RNA G-quadruplexes (rG4s) are remarkably stable secondary structures with critical regulatory roles in gene expression, RNA metabolism, and telomere maintenance. However, their behavior within cells remains controversial, partly due to challenges in detecting rG4s in complex environments. Here, we use solution NMR spectroscopy to investigate how condensates formed by the low-complexity and RGG domains of the RNA-binding protein FUS affect the structure of TERRA, a highly stable model rG4 RNA. We show that FUS LC-RGG1 interacts with TERRA in dilute solution and that binding perturbs, but does not disrupt, the G-quadruplex structure.
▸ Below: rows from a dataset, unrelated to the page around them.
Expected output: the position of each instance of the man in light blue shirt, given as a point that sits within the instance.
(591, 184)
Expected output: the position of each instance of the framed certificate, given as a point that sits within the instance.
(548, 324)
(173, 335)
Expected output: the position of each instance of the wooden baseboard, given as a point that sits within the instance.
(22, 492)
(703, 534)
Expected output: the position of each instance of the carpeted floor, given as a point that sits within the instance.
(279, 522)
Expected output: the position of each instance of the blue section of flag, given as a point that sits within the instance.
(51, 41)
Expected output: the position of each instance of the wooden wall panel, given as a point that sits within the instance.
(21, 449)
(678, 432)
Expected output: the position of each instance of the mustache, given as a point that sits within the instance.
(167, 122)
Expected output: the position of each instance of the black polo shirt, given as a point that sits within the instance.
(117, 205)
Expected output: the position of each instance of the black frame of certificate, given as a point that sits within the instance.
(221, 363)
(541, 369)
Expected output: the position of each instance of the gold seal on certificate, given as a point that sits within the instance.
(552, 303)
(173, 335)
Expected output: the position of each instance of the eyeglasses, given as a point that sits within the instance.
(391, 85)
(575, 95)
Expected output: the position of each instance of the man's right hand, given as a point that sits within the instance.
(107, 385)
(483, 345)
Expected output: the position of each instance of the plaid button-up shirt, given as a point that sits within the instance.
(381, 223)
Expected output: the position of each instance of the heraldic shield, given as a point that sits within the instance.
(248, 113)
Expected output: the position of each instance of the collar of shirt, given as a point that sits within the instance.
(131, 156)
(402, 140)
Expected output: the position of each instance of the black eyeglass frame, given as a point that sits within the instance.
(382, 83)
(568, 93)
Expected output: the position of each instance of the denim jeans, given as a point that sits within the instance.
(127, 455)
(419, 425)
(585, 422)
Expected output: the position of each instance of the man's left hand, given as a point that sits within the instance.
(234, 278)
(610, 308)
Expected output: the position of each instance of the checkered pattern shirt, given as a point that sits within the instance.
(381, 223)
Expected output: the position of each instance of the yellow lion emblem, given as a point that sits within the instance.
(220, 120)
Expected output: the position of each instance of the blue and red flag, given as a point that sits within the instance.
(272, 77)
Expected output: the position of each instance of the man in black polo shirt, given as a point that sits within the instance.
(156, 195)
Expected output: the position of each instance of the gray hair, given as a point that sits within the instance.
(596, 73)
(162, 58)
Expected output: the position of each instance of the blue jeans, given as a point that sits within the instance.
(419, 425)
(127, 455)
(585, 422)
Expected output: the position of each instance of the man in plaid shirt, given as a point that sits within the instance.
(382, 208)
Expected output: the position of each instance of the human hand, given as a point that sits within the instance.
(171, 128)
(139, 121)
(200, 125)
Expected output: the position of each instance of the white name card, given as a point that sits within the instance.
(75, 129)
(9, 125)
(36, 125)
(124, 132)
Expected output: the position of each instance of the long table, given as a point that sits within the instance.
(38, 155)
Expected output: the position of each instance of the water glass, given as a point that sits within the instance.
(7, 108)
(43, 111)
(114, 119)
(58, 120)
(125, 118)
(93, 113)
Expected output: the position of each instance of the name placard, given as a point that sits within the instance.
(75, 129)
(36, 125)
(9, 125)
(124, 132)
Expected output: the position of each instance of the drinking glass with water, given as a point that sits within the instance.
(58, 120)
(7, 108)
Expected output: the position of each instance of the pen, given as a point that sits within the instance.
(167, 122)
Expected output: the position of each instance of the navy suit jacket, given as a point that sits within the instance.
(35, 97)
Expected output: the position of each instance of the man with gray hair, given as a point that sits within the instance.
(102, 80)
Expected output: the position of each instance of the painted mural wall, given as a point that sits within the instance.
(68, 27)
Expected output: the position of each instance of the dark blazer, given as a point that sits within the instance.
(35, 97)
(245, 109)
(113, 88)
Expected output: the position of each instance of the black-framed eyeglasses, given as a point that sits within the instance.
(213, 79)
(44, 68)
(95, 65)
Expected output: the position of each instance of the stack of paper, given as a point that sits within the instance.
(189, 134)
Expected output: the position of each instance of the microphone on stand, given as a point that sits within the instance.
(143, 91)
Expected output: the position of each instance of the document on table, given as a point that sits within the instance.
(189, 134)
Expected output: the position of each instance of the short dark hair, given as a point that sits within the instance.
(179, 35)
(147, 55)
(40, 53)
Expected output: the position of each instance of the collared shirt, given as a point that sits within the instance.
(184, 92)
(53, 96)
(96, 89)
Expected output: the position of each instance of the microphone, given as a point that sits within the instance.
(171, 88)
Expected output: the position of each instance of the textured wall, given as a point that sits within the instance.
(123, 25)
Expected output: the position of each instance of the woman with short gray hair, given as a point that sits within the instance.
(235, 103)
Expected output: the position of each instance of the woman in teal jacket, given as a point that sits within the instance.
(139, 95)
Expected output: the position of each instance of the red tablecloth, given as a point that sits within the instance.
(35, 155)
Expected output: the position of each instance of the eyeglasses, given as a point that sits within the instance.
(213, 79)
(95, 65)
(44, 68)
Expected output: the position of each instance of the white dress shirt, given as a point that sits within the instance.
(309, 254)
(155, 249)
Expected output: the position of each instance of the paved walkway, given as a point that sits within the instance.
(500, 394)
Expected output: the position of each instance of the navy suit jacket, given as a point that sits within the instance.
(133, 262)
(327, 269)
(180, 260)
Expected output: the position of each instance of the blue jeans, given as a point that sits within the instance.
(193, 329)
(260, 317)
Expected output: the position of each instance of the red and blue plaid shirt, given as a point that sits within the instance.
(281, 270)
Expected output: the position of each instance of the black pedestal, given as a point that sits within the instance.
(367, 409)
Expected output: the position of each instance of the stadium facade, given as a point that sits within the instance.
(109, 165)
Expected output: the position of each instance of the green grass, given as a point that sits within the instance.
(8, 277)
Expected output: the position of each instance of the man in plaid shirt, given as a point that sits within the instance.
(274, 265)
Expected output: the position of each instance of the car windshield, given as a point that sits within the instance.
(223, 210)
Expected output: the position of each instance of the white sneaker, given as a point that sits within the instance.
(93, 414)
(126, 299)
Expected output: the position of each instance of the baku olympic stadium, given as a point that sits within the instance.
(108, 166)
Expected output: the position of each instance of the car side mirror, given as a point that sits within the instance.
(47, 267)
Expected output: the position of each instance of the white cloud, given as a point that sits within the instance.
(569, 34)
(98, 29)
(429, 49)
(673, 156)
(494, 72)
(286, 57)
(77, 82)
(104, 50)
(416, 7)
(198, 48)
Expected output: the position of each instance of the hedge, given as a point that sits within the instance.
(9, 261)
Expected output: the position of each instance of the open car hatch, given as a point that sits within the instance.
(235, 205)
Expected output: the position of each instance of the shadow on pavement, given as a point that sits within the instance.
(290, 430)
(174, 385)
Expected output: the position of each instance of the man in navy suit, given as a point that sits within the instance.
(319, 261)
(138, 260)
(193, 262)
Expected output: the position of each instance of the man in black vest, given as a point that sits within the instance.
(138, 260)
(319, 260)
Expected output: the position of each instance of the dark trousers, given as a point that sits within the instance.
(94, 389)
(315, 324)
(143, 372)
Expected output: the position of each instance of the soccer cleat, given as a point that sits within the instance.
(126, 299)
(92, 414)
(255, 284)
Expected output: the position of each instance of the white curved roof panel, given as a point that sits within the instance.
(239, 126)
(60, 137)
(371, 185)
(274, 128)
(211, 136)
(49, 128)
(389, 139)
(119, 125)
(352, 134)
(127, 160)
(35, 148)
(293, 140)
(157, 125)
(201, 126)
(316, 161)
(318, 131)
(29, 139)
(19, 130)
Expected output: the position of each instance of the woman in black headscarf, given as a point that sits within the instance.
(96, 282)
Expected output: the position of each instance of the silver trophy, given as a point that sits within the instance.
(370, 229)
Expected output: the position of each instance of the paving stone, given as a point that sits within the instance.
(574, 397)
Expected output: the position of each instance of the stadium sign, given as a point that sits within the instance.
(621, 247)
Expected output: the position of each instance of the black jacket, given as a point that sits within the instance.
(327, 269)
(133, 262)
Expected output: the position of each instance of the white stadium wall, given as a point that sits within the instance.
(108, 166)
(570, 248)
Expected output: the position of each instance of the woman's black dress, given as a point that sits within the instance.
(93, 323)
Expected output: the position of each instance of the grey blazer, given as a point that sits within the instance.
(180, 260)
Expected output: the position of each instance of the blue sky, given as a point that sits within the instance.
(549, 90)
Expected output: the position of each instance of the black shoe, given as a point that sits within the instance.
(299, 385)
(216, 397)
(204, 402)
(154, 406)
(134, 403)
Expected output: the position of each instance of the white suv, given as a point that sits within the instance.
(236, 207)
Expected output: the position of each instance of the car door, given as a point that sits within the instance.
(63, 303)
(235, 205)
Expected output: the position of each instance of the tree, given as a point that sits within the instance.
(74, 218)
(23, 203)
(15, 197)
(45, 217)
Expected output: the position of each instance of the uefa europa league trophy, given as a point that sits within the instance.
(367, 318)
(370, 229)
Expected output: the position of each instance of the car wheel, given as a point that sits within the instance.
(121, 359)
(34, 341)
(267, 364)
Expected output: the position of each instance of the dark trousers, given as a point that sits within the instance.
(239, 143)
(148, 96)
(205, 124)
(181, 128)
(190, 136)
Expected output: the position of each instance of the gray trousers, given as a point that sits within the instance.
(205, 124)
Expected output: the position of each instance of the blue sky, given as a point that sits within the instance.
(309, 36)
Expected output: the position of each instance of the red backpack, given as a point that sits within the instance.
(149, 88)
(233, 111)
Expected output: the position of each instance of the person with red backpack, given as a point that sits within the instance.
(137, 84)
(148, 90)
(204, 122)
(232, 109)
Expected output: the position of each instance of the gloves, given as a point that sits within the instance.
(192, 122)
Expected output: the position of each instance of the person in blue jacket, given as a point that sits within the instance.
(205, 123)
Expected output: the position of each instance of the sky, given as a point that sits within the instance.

When co-phase separated with FUS LC-RGG1, however, NMR signatures of TERRA’s folded state disappear, and the remaining observable resonances indicate an unfolded conformation, even in buffer containing potassium where TERRA rG4 is exceptionally stable when outside a condensate. Quantitative comparisons with a mutant form of TERRA, used as a baseline for fully unfolded RNA, suggest that at minimum a third of TERRA RNA becomes unfolded in the condensed phase. Thus, our results demonstrate that condensates can shift the structural ensemble of rG4 towards unfolded species, offering a potential mechanistic explanation for their apparent lack of stability in vivo and revealing how phase-separated environments may actively modulate RNA structure and function.